Go to contents

Fears of coronavirus-triggered downturn loom large

Posted March. 14, 2020 07:48,   

Updated March. 14, 2020 07:48


Stocks are tumbling amid fears of coronavirus-triggered economic crisis. South Korean shares started to fall immediately after market opening on Friday, prompting the country’s first ever double circuit breakers in the Kospi and Kosdaq markets. In the U.S., the Dow plunged for its worst day on Thursday since Black Monday in 1987, shedding value of 18% in a week. Experts say the global economy is falling into a complex crisis worse than the 2008 global financial crisis, where both the real economy and the financial market suffer heavy losses.

The real economy is suffering with the coronavirus outbreak taking a toll on consumption, export, and production. The aviation, shipping, and distribution industries are operating below 20% with countries around the world closing their doors for fear of the coronavirus outbreak. The coronavirus outbreak has left industries in severe financial straits, worse than the 1997 Asian Financial Crisis. The situation is so serious that it could even lead to the collapse of industries. The number of Chinese tourists in South Korea fell 76% year-on-year last month. Automakers, department stores, and discount stores are seeing a drop in revenue, down by 20-30%.

President Moon Jae-in on Friday had a special meeting with the Bank of Korea governor as well as the country’s finance minister and officials. President Moon said the country is seeing an emergency that does not compare to the MERS or SARS outbreak and called for unprecedented measures. South Korea’s financial regulators have banned short selling for six months in order to reduce insecurity in the financial market and prevent stock market crash.
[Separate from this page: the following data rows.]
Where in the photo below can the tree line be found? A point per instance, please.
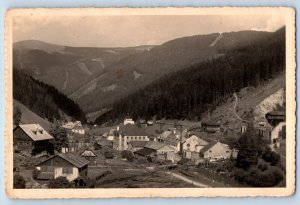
(43, 99)
(187, 93)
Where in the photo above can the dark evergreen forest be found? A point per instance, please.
(188, 93)
(43, 99)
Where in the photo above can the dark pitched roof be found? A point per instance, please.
(144, 152)
(154, 145)
(276, 113)
(207, 147)
(138, 143)
(211, 123)
(77, 161)
(88, 153)
(35, 132)
(104, 142)
(183, 161)
(132, 130)
(45, 176)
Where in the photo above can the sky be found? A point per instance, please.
(134, 30)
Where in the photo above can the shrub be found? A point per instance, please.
(19, 182)
(271, 156)
(59, 182)
(259, 179)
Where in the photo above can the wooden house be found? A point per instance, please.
(194, 144)
(32, 139)
(89, 155)
(136, 145)
(104, 143)
(131, 133)
(67, 165)
(215, 151)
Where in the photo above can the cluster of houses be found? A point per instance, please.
(173, 145)
(272, 127)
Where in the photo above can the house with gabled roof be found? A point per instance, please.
(67, 165)
(88, 154)
(32, 139)
(129, 133)
(136, 145)
(215, 150)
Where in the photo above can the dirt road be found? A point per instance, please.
(183, 178)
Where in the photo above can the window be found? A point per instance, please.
(67, 170)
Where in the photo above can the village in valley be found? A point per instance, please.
(132, 154)
(167, 101)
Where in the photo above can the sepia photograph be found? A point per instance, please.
(186, 100)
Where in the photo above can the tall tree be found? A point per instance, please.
(60, 137)
(17, 116)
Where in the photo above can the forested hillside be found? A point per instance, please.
(43, 99)
(190, 92)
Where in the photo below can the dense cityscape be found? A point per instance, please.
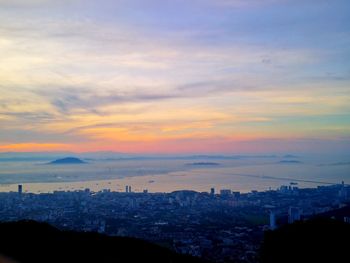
(221, 226)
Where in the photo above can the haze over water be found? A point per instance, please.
(175, 173)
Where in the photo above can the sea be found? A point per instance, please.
(166, 174)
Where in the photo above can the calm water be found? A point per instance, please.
(172, 174)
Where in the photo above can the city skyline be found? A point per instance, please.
(174, 76)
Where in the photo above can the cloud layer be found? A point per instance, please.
(131, 75)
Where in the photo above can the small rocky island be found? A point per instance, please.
(68, 160)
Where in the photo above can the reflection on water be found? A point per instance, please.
(166, 175)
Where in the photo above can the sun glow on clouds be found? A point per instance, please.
(182, 76)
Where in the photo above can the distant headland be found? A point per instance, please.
(68, 160)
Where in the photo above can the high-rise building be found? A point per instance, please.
(294, 214)
(20, 189)
(212, 191)
(272, 220)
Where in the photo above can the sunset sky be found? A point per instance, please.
(175, 76)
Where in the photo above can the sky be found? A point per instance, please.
(175, 76)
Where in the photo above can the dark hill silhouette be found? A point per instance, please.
(68, 160)
(317, 240)
(29, 241)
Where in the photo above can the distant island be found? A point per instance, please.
(68, 160)
(203, 163)
(290, 161)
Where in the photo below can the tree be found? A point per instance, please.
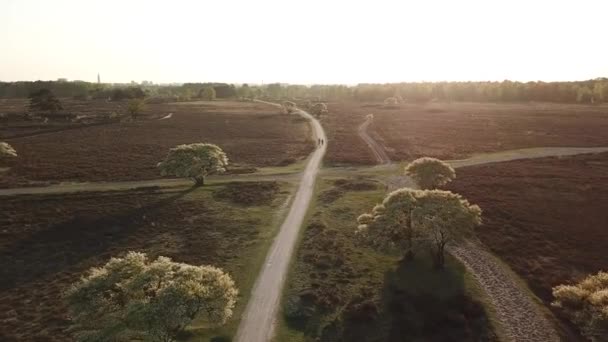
(407, 214)
(319, 109)
(586, 305)
(444, 216)
(135, 298)
(207, 93)
(430, 173)
(244, 91)
(289, 107)
(135, 107)
(44, 99)
(7, 151)
(195, 161)
(390, 226)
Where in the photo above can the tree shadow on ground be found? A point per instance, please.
(71, 242)
(418, 303)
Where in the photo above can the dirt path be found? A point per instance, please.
(64, 188)
(378, 151)
(524, 153)
(520, 317)
(258, 319)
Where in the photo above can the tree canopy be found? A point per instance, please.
(195, 161)
(134, 298)
(407, 214)
(430, 173)
(586, 305)
(7, 151)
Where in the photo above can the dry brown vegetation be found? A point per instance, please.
(457, 130)
(46, 242)
(546, 218)
(250, 133)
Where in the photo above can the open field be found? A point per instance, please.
(458, 130)
(546, 218)
(252, 135)
(47, 241)
(341, 291)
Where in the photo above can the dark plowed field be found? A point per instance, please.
(251, 134)
(457, 130)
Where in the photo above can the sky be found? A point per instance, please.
(303, 41)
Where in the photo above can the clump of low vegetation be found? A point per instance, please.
(207, 94)
(344, 185)
(133, 298)
(289, 107)
(406, 215)
(319, 109)
(135, 107)
(7, 151)
(120, 94)
(586, 305)
(430, 173)
(44, 100)
(248, 193)
(195, 161)
(391, 101)
(342, 291)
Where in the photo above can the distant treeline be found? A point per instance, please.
(81, 89)
(591, 91)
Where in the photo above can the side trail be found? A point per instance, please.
(519, 316)
(259, 318)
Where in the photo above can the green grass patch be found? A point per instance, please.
(339, 290)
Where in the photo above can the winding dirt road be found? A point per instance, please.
(519, 316)
(258, 319)
(378, 151)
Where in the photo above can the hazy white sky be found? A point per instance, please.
(303, 41)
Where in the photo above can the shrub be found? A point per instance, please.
(195, 161)
(135, 298)
(135, 107)
(391, 101)
(586, 305)
(430, 173)
(44, 99)
(319, 109)
(207, 94)
(7, 151)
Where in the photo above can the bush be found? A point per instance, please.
(135, 298)
(195, 161)
(7, 151)
(586, 305)
(135, 107)
(430, 173)
(207, 94)
(44, 99)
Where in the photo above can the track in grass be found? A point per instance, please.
(259, 319)
(520, 317)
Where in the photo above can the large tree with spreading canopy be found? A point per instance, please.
(134, 298)
(195, 161)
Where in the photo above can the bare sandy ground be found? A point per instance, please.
(378, 151)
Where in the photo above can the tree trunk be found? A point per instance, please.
(409, 255)
(199, 181)
(440, 255)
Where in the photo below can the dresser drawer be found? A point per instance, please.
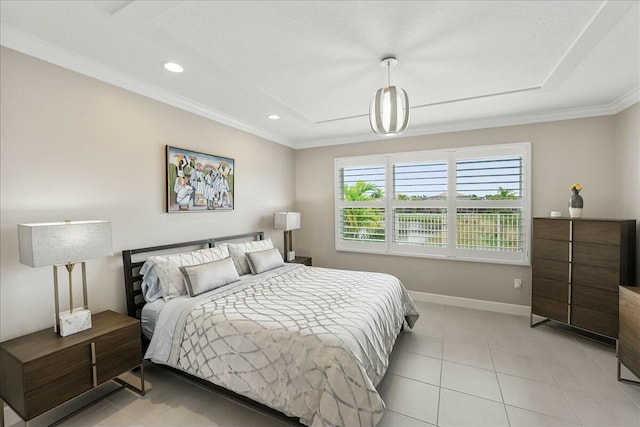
(603, 232)
(596, 299)
(595, 321)
(66, 361)
(595, 254)
(117, 352)
(629, 334)
(551, 249)
(551, 289)
(596, 277)
(551, 229)
(550, 269)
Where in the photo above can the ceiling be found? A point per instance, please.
(464, 64)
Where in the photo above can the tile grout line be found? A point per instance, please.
(607, 374)
(495, 372)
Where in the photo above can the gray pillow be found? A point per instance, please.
(266, 260)
(238, 252)
(208, 276)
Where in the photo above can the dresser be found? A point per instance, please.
(629, 333)
(42, 370)
(577, 267)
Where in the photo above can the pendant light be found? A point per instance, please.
(389, 111)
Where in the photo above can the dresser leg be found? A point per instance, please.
(623, 380)
(531, 324)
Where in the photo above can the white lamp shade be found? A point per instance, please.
(58, 243)
(389, 111)
(286, 220)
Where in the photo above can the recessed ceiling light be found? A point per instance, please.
(173, 67)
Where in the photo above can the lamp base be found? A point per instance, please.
(73, 322)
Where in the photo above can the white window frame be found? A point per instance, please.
(388, 203)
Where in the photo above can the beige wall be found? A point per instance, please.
(627, 139)
(76, 148)
(563, 152)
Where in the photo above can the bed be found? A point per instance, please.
(312, 343)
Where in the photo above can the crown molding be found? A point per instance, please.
(620, 104)
(48, 52)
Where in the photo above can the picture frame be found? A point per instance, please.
(199, 182)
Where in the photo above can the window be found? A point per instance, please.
(470, 203)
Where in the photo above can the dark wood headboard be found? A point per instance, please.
(133, 280)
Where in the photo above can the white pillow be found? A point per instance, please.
(238, 251)
(167, 268)
(266, 260)
(208, 276)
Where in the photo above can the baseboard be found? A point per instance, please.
(499, 307)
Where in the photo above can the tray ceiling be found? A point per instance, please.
(464, 64)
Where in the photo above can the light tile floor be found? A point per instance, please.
(457, 367)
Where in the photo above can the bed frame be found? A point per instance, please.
(133, 279)
(135, 302)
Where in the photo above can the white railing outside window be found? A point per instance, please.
(469, 204)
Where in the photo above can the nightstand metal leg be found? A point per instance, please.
(125, 384)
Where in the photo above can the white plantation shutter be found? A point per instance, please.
(469, 203)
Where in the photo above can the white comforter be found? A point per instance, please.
(310, 342)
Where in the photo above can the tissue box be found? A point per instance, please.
(76, 321)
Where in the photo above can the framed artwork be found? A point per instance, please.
(199, 182)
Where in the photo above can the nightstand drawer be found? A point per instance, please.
(41, 370)
(67, 361)
(42, 399)
(117, 352)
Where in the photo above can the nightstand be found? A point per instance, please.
(42, 370)
(306, 260)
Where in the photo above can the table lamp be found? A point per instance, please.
(66, 243)
(287, 221)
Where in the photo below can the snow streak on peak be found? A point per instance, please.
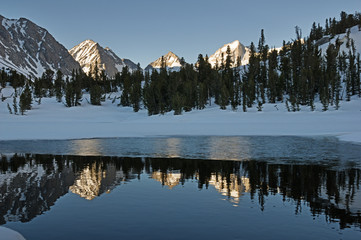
(30, 49)
(88, 52)
(171, 60)
(237, 51)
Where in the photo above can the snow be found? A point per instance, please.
(8, 234)
(52, 120)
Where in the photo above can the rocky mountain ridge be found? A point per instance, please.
(30, 49)
(171, 61)
(88, 52)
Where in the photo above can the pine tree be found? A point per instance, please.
(25, 100)
(69, 93)
(58, 84)
(15, 104)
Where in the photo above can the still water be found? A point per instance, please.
(182, 188)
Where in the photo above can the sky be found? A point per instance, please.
(143, 30)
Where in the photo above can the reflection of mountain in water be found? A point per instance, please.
(93, 180)
(31, 184)
(32, 188)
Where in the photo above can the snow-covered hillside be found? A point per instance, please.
(237, 51)
(88, 52)
(171, 60)
(52, 120)
(355, 34)
(30, 49)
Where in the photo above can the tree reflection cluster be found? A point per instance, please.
(334, 193)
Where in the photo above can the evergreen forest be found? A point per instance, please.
(298, 74)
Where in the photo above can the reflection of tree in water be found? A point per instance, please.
(325, 191)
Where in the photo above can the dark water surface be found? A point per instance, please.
(182, 188)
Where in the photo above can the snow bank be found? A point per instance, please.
(8, 234)
(52, 120)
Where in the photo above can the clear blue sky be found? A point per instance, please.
(143, 30)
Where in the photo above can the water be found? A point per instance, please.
(182, 188)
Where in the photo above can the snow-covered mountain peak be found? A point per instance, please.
(170, 59)
(30, 49)
(89, 52)
(238, 50)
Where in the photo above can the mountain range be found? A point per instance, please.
(88, 53)
(171, 61)
(30, 49)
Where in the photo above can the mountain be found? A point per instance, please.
(88, 52)
(237, 50)
(30, 49)
(343, 38)
(172, 62)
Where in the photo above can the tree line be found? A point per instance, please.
(298, 74)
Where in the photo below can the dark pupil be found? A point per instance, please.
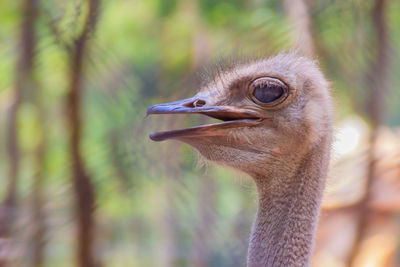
(268, 93)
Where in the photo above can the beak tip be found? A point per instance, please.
(153, 137)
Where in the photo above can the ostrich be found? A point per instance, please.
(277, 127)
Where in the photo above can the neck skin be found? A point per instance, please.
(287, 217)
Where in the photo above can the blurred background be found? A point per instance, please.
(81, 183)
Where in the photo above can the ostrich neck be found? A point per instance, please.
(287, 216)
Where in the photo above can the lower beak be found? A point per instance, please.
(230, 115)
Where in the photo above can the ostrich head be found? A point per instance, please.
(273, 111)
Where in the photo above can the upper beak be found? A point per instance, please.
(191, 105)
(230, 115)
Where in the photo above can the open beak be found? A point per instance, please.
(229, 115)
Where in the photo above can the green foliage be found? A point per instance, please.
(144, 52)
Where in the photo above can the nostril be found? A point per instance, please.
(199, 103)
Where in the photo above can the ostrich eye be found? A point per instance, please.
(267, 90)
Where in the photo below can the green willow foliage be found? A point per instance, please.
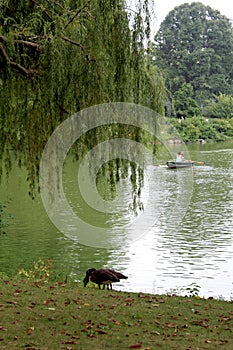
(58, 57)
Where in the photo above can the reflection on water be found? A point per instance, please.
(191, 239)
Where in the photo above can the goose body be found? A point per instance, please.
(103, 277)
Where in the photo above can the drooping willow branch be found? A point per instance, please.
(14, 65)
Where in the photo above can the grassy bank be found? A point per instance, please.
(66, 316)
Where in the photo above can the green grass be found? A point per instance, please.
(67, 316)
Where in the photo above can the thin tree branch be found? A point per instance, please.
(36, 46)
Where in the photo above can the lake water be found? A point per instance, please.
(189, 238)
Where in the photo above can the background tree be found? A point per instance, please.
(194, 45)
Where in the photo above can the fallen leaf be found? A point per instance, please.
(101, 331)
(30, 330)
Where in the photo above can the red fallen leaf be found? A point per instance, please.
(101, 331)
(136, 346)
(11, 302)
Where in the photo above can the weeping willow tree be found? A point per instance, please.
(59, 57)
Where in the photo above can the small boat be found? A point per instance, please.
(174, 165)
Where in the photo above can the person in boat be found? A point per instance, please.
(180, 157)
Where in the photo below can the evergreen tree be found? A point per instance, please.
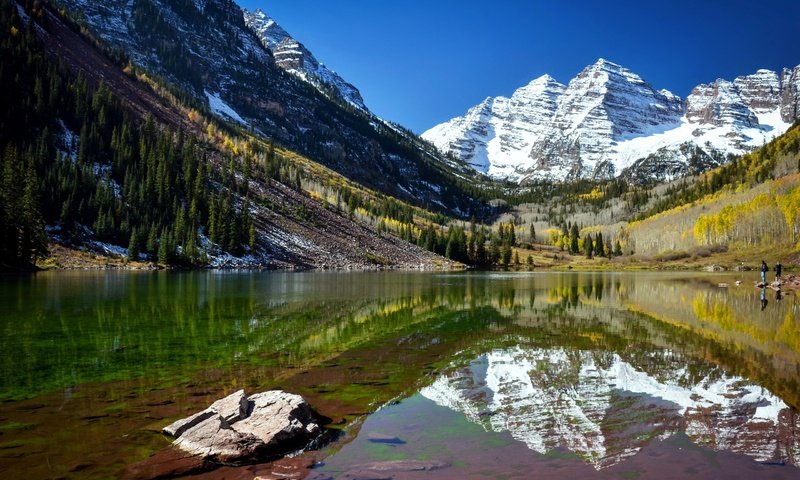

The central bank, in consultation with the government, should come up with measures to stabilize the market, such as signing a currency swap agreement with the U.S. and cutting interest rates.

The government and the ruling party are divided over their policy response when the private and public sector should join forces to deal with the situation. Ruling Democratic Party of Korea Chairman Lee Hae-chan blasted Deputy Prime Minister and Finance Minister Hong Nam-ki for not acting enough at Wednesday’s meeting, severely criticized by saying that Hong should step down. Hong made a rebuttal on his Facebook page the next day, saying he would implement policies “on a manageable level.” Now is definitely not a time for a quarrel.

A bold and prompt response is required when fears of market turmoil are rising to the level of the 1929 Great Depression. But it is still unclear whether the ruling and opposition parties could pass the supplementary budget bill during the extraordinary parliamentary session that ends next Tuesday. Now is not the time for the government and political parties to argue over the budget details. They should immediately implement emergency measures so that those who are suffering could deal with the critical situation.